The article was posted on Le Monde's website before the leftist Greek leader held an hour-long telephone conference with German Chancellor Angela Merkel and French President Francois Hollande on Sunday, which a German spokesman said took place in a constructive atmosphere.
Referring to creditors' demands for further pension cuts and rejection of restoring collective wage bargaining, Tsipras said they amounted to "the complete abolition of democracy in Europe" and the creation of a "technocratic monstrosity".
Asked about the sharp contrast between the article's defiant tone and his second teleconference with the EU's senior leaders in four days, European diplomats said the public show of anger should not be taken too seriously.
"There is a negotiation going on which isn't easy but is making progress," said a diplomat familiar with the exchanges. "It's quite natural that when it comes to the most politically sensitive issues that remain to be settled, some try to speak out politically."
BRIDGES
German EU Commissioner Guenter Oettinger told Die Welt newspaper there was still a chance of a deal this week, saying Greece had stopped paying suppliers and contractors weeks ago as cash runs out.
The diplomat said Merkel, Hollande and European Commission President Jean-Claude Juncker would discuss the Greek debt talks on the sidelines of a meeting with industrialists in Berlin on Monday evening on the digital economy.
Juncker has been trying to build bridges with Greece on the key outstanding issues of a primary budget surplus and pension and labour market reforms.

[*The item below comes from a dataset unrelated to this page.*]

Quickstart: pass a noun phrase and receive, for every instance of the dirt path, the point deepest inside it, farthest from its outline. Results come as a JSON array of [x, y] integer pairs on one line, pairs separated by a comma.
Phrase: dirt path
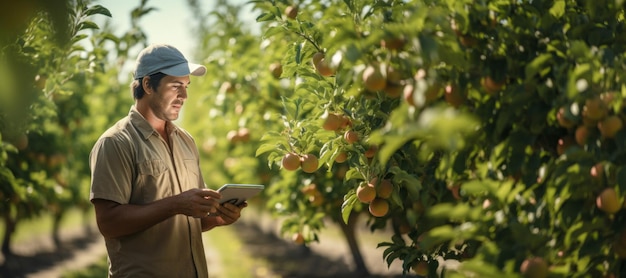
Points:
[[38, 258], [79, 249]]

Investors shed low-rated euro zone bonds on Monday due to uncertainties about the debt talks and Greece's ability to make the IMF payment, although two euro zone sources said they expect Athens to pay the instalment.
One euro zone official said it was less likely that Athens would be able to pay a second instalment of 340 million euros on June 12 without a new injection of cash or a delay. It then owes 556 million euros on June 16 and another 340 million on June 19.